Flow cytometer settings
The following 21-color instrument settings were used on the BD FACSymphony A5: blue laser (488 nm at 200 mW): FITC, 530/30BP, 505LP; BB630, 600LP, 610/20BP; BB790, 750LP, 780/60BP. Red laser (637 nm at 140 mW): APC, 670/30BP, APC-R700, 690LP, 630/45BP, IRDye and APC-H7, 750LP, 780/60BP. Violet laser (405 nm at 100 mW): BV421, 420LP, 431/28BP; BV480, 455LP, 470/20BP; BV605, 565LP, 605/40BP; BV650, 635LP, 661/11BP; BV711, 711/85, 685; BV750, 735LP, 750/30BP, BV786, 780/60BP, 750LP. UV laser (355 nm at 75 mW): BUV395, 379/28BP, BUV563, 550LP, 580/20BP; BUV615, 600LP, 615/20BP; BUV737, 735/44BP, 770LP; BUV805, 770LP, 819/44BP. Yellow-green laser (561 nm at 150mW): PE, 586/15BP; PE-Cy7, 750LP, 780/60BP. Appropriate compensation controls were included in each analysis.
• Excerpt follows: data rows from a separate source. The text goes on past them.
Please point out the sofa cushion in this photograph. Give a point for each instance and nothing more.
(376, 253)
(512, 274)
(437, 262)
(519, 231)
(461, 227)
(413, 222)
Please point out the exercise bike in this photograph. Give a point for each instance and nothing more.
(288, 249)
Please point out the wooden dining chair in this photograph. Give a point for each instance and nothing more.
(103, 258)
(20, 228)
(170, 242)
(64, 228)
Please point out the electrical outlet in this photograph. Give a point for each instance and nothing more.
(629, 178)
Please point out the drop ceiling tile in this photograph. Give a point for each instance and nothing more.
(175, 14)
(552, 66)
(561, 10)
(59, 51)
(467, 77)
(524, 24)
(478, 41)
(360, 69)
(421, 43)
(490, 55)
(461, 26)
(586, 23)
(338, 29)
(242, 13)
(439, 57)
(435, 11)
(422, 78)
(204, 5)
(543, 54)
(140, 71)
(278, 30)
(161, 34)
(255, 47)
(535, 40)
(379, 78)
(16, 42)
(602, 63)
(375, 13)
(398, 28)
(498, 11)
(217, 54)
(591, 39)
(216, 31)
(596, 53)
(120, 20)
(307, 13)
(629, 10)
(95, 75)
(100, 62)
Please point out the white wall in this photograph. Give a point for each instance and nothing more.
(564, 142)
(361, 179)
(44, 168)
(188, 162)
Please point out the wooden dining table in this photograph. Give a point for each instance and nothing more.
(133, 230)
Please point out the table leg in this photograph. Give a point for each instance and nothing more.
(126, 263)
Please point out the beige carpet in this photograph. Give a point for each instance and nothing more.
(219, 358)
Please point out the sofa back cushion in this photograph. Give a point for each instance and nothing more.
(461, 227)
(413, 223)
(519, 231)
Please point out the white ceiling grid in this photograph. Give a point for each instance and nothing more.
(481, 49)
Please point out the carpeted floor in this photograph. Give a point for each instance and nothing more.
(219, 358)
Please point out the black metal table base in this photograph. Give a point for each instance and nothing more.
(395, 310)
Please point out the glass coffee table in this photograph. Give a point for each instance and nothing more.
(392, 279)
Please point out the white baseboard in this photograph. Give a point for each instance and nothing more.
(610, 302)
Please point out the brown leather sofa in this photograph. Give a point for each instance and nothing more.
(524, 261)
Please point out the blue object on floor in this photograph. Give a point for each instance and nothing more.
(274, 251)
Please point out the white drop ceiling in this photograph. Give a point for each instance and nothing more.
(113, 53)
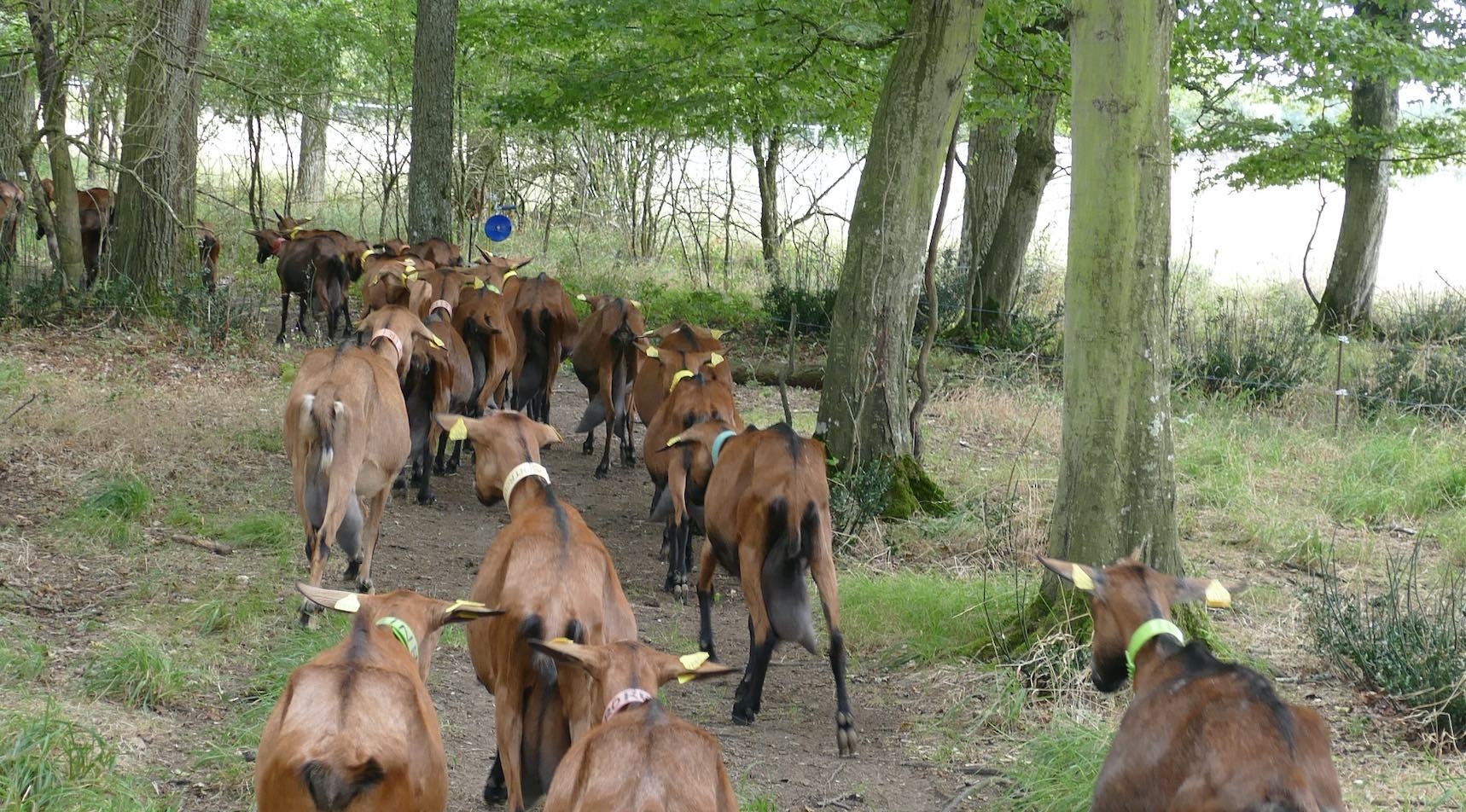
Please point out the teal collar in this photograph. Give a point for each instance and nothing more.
(402, 632)
(718, 442)
(1145, 634)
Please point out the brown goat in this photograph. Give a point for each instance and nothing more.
(604, 359)
(1200, 734)
(346, 436)
(544, 324)
(553, 577)
(355, 728)
(767, 518)
(639, 757)
(694, 399)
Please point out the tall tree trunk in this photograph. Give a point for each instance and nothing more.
(1116, 481)
(992, 160)
(865, 403)
(1374, 109)
(430, 183)
(1003, 264)
(767, 148)
(310, 181)
(50, 79)
(16, 114)
(154, 236)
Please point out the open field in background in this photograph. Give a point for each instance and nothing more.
(137, 667)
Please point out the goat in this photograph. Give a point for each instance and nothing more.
(12, 203)
(695, 397)
(1200, 734)
(544, 324)
(355, 728)
(663, 367)
(767, 519)
(553, 577)
(208, 255)
(604, 359)
(346, 436)
(639, 757)
(437, 251)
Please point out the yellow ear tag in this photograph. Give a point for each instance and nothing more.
(1217, 595)
(691, 663)
(1082, 581)
(457, 606)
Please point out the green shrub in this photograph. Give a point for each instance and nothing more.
(1402, 640)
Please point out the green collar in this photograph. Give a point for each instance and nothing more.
(1145, 634)
(402, 632)
(718, 442)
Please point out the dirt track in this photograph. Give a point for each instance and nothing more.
(789, 754)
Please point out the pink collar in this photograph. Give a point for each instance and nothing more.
(390, 336)
(625, 699)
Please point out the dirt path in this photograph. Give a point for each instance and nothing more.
(788, 757)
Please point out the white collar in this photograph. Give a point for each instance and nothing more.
(520, 473)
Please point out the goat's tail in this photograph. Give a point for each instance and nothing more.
(786, 598)
(335, 789)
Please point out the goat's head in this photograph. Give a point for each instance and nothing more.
(424, 616)
(629, 664)
(1125, 595)
(502, 442)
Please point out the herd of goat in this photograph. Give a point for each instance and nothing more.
(447, 352)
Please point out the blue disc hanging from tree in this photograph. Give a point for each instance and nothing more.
(498, 228)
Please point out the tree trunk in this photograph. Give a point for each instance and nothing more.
(1116, 479)
(430, 183)
(992, 160)
(51, 83)
(310, 181)
(865, 403)
(16, 114)
(1374, 107)
(154, 236)
(765, 166)
(1003, 265)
Differences between two or multiple patient groups were assessed using the non-parametric Mann-Whitney U-test or the ordinary one-way ANOVA test, respectively. The data cut-off for all analyses was 21 May 2020. Statistical analysis was performed using Excel 16.36 and PRISM 8 (Version 8.4.0).